This article about salting roads is republished here with permission from The Conversation. This content is shared here because the topic may interest Snopes readers; it does not, however, represent the work of Snopes fact-checkers or editors.
Brrr … it’s cold out there! Children are flocking to the television in hopes of hearing there will be a snow day; the bread and milk aisles at grocery stores are empty because of an impending snow storm; and utility trucks are out spraying salt or salt water on the roads.
We all know why the first two happen – kids are excited for a day off of school filled with hot chocolate and snowmen. Adults are stocking up on necessities. But what’s up with those trucks?

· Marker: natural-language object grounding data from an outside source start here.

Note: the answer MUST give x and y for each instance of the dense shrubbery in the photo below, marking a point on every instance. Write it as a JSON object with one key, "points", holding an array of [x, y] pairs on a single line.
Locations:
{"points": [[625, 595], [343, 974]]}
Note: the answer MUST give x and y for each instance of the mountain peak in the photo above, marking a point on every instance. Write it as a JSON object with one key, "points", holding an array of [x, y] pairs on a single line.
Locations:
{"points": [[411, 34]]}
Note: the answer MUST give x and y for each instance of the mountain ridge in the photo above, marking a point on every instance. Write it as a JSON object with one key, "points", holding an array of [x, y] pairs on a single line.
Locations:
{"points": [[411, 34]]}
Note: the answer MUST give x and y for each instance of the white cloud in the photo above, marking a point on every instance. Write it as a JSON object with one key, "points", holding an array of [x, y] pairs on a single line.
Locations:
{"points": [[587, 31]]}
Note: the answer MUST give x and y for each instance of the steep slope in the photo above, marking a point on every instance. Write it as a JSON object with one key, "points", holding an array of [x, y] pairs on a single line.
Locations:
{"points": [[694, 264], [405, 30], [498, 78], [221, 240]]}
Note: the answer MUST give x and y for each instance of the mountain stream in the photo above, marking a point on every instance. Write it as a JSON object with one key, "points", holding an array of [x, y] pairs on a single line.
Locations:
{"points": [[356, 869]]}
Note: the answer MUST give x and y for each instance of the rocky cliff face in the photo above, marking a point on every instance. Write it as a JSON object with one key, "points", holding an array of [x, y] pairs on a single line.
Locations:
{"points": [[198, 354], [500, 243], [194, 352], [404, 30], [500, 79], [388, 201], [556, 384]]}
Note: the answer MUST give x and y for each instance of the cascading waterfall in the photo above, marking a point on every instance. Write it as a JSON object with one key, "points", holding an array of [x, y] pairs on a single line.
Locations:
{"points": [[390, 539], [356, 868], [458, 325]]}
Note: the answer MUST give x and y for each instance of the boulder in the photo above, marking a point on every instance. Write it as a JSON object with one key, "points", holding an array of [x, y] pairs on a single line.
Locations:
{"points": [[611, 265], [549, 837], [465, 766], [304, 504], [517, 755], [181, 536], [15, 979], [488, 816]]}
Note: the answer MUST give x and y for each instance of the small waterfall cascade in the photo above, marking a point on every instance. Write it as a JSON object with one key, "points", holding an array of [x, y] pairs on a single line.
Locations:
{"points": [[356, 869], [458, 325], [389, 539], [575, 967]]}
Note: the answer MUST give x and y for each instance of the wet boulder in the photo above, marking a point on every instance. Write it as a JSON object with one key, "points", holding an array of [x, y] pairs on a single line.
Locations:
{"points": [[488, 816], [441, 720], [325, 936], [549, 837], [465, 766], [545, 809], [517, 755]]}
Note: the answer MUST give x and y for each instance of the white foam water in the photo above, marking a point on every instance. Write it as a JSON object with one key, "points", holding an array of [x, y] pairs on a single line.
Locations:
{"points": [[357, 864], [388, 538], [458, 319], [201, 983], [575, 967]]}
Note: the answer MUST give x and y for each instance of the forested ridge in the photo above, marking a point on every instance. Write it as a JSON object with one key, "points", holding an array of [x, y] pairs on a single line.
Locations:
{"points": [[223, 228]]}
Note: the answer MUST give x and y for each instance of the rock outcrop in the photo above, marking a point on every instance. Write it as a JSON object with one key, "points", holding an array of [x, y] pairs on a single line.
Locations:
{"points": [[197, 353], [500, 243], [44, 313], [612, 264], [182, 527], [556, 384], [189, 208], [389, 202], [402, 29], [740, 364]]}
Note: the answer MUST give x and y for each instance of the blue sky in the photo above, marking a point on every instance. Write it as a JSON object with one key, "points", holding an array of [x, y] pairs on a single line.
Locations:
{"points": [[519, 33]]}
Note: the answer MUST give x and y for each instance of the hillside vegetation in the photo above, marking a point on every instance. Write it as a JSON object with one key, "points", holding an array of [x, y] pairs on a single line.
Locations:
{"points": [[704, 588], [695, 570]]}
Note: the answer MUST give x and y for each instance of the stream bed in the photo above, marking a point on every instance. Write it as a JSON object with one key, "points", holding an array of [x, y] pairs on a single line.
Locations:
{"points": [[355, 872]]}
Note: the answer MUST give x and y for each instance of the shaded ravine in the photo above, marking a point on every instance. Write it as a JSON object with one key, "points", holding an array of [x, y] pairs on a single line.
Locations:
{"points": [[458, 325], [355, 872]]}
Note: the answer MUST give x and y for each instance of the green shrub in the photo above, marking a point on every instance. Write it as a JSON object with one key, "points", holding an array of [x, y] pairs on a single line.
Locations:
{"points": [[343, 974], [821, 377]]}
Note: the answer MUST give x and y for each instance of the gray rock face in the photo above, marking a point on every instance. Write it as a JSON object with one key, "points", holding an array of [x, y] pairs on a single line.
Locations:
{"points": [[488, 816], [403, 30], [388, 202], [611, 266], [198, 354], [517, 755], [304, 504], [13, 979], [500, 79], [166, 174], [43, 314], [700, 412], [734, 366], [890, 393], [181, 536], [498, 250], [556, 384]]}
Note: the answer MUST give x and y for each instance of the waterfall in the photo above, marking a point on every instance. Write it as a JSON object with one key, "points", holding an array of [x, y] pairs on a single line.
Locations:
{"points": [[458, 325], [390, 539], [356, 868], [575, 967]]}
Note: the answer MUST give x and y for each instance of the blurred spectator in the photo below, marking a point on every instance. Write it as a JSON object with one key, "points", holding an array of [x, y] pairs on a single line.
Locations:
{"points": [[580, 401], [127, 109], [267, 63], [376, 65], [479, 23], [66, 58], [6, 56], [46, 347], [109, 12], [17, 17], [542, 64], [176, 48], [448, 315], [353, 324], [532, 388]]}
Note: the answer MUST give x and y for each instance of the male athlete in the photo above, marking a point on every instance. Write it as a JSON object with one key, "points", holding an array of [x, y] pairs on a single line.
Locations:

Salt that’s dumped on top of ice relies on the sun or the friction of car tires driving over it to initially melt the ice to a slush that can mix with the salt and then won’t refreeze. Pre-treating with solid salt relies on the warmer road surface to initially melt any snow or freezing rain so that it can properly mix with the salt. This is also why pre-treatment of bridges – which are colder than other roads – does not typically work, and why you see “bridge freezes before road” signs.
These salt solutions decrease the freezing temperature of water to around 15 F. So, unfortunately for folks facing truly frigid temps, treating with salt won’t get rid of ice on their roads.
An alternative strategy used at these lower temperatures is putting sand on the ice. Sand doesn’t change the melting temperature, it just provides a rough surface for your tires to prevent slipping and sliding.
The science of freezing point depression can be applied to any solution, and many research groups have focused on developing alternatives with fewer negative environmental consequences. They include additives such as molasses and beet juice. So maybe you can look forward to cleaning not just white salt off the bottom of your jeans after a winter walk, but pink salt as well.